My husband, who swears that he hates eggplant with a passion, loved this recipe. So if you are unsure about eggplant, give this a shot!
Ingredients
- 2 cups uncooked whole wheat penne or rotini pasta
- 3/4 lb. Italian turkey sausage links, casings removed
- 1 small eggplant, peeled and cut into 1/2 inch cubes
- 1 medium onion, chopped
- 2 cloves garlic, chopped
- 1/2 cup dry red wine
- 1 can (28 oz.) crushed tomatoes
- 1 cup shredded part-skim mozzarella cheese, divided
- 3 tbsp. sliced black olives
- 2 tsp. dried basil
- 1/4 tsp. pepper
- 1/3 cup grated parmesan cheese
Directions
- Cook pasta according to package directions.
- Meanwhile, in a large skillet, cook the eggplant, onion, and garlic over medium heat until slightly softened (about 5 minutes). Add sausage and cook until meat is no longer pink. Drain.

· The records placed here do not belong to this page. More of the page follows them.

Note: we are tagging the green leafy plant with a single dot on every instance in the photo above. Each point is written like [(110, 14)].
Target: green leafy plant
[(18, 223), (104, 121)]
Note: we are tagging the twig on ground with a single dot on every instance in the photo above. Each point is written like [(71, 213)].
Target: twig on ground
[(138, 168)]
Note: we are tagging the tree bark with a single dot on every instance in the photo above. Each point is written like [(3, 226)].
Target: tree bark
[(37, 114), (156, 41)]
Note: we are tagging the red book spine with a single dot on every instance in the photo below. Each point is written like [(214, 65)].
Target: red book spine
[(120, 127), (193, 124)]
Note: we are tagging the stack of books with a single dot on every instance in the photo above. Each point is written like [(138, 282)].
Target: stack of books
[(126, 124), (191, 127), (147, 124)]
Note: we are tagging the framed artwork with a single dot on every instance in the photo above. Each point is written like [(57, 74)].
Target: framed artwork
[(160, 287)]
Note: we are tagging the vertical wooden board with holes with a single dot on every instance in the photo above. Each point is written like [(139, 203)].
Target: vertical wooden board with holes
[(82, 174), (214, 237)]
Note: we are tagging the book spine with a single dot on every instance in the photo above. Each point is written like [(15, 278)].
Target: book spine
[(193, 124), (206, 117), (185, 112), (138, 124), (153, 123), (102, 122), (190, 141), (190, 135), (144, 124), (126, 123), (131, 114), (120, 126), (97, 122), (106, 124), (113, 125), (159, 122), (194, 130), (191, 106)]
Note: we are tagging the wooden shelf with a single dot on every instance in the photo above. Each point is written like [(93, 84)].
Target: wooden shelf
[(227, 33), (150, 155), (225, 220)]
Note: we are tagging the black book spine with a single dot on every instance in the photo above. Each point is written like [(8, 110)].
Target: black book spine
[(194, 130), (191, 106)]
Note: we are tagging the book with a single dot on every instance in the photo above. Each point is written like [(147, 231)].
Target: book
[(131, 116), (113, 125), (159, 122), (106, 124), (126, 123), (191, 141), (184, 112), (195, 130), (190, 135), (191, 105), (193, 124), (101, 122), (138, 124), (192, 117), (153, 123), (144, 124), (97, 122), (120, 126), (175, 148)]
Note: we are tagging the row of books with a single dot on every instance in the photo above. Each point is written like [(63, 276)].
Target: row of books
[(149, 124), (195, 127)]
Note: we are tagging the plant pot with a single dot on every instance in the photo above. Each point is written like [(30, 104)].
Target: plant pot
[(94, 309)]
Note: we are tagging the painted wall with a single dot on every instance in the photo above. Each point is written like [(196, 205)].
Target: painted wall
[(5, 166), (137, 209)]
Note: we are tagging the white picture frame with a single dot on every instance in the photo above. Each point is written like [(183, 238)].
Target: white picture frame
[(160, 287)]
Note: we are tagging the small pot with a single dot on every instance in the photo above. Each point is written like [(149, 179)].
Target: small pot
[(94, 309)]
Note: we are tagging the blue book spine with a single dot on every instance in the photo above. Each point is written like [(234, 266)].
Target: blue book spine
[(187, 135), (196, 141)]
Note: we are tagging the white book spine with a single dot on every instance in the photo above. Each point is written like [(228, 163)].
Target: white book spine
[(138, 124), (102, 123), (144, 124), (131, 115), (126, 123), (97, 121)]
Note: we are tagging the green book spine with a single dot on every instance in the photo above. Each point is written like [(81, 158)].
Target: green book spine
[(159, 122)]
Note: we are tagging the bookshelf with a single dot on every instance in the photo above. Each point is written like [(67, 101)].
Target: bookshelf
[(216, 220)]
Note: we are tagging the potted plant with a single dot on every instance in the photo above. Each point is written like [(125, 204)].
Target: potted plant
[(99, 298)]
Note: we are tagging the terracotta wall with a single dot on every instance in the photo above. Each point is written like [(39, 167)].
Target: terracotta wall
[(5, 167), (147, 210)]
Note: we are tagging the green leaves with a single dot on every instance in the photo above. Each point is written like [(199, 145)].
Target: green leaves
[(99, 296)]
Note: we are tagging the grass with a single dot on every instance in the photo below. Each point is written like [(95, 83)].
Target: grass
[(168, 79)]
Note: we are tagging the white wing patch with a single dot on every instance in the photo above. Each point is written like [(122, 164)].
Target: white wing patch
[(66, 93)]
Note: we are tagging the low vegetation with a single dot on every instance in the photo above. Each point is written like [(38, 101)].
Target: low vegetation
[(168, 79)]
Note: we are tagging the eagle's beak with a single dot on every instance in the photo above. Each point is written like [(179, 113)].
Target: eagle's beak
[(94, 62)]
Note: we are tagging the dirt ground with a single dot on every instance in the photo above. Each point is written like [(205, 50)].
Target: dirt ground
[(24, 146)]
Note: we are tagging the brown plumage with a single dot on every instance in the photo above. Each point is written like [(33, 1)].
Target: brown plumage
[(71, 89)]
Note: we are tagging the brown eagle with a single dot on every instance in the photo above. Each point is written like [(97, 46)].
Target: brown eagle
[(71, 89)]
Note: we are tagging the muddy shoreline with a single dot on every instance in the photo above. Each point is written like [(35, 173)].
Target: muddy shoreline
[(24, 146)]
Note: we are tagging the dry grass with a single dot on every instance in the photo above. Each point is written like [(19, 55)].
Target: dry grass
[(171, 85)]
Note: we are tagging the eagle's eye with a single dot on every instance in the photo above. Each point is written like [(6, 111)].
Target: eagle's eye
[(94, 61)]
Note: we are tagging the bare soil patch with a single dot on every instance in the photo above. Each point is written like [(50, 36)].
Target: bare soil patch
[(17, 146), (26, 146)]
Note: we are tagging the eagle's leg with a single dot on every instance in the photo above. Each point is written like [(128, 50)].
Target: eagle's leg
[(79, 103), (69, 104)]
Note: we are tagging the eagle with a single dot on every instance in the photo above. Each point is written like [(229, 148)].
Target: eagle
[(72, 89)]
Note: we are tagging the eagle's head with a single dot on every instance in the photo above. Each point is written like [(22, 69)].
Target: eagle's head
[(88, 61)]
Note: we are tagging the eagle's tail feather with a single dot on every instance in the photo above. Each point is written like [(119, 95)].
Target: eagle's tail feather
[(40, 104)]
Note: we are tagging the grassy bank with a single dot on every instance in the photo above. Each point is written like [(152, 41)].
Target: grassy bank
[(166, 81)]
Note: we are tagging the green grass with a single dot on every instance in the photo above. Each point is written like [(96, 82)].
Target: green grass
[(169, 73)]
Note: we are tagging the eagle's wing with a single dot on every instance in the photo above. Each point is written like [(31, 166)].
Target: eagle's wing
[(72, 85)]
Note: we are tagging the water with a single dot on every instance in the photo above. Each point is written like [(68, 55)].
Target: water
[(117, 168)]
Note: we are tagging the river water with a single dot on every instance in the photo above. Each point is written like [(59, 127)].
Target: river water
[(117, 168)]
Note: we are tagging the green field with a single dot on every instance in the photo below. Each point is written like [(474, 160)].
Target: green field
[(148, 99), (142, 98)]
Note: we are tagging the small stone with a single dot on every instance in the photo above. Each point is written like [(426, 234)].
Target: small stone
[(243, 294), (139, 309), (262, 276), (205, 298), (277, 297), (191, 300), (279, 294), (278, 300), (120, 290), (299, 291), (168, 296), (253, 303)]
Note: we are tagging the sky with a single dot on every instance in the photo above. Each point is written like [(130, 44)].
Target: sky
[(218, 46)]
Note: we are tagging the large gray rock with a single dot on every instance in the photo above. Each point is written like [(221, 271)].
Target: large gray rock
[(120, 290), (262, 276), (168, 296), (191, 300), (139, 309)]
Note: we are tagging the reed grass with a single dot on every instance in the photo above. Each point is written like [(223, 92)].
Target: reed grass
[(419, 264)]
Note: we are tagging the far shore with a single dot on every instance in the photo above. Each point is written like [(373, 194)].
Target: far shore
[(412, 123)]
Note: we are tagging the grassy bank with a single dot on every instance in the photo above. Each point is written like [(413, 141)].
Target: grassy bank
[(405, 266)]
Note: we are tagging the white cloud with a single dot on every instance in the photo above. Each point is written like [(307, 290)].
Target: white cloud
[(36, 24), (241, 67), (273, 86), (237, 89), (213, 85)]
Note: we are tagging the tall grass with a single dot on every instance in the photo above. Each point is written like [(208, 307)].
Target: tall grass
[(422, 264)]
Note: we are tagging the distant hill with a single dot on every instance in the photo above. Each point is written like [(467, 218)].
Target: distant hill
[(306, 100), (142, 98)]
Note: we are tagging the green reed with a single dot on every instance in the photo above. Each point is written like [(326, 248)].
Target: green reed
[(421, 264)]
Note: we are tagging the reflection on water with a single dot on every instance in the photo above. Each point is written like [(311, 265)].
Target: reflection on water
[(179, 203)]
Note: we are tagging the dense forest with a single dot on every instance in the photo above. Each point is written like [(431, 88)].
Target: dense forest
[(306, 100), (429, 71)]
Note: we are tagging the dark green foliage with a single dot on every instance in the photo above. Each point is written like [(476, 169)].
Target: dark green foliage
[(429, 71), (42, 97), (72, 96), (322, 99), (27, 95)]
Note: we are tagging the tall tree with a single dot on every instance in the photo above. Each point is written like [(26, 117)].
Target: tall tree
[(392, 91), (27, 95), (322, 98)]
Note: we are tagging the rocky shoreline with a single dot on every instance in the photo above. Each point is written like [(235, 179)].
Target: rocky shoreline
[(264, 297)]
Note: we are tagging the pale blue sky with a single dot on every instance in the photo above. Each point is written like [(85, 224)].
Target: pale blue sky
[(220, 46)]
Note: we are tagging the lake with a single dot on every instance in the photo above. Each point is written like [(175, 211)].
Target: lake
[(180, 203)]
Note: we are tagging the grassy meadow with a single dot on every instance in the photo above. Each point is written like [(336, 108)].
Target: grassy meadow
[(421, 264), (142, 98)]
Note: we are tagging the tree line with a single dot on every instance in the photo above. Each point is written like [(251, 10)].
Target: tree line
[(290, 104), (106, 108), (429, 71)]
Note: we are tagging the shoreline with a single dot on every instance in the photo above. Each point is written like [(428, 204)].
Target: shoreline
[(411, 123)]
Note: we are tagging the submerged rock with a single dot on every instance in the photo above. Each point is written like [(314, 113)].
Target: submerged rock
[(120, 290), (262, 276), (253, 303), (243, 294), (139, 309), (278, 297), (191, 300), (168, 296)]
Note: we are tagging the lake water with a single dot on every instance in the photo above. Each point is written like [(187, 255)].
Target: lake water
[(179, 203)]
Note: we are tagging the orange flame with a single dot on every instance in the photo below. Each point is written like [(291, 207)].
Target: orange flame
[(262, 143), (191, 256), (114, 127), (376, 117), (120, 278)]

- Stir in wine and continue stirring to loosen browned bits from the bottom of the pan. Add tomatoes. Bring to a boil. Reduce heat; simmer, uncovered for 10 minutes or until slightly thickened.
- Drain pasta. Add the pasta, 1/4 cup mozzarella cheese, olives, basil, and pepper to the skillet.
- Transfer to a 3 qt. baking dish coated with cooking spray. Sprinkle with Parmesan cheese and remaining mozzarella cheese.
- Bake, uncovered, at 350 degrees for 25 minutes or until heated through
A note about the sausage – this recipe calls for Italian turkey sausage links. Here in the land of obesity (ie. Lower Alabama) the only kind of turkey sausage I can find are links of smoked turkey sausage. I’m sure that sliced smoked turkey sausage would taste fine in this recipe. However, I really wanted to try it with ground sausage. Since I typically reserve using real pork sausage for special occasions or a rare treat, I would like to share with you a substitution that I commonly make.
I use a sausage substitute made by Gimme Lean, a company that makes soy based meats and dairy products for vegetarians. I use this as a substitute for ground sausage in pretty much all casserole type things that I cook. It does taste like sausage, though the seasonings are slightly different. The texture is the same as real sausage. I would not recommend trying to eat a sausage patty made out of this stuff, but it tastes fine when used in a recipe such as the one above.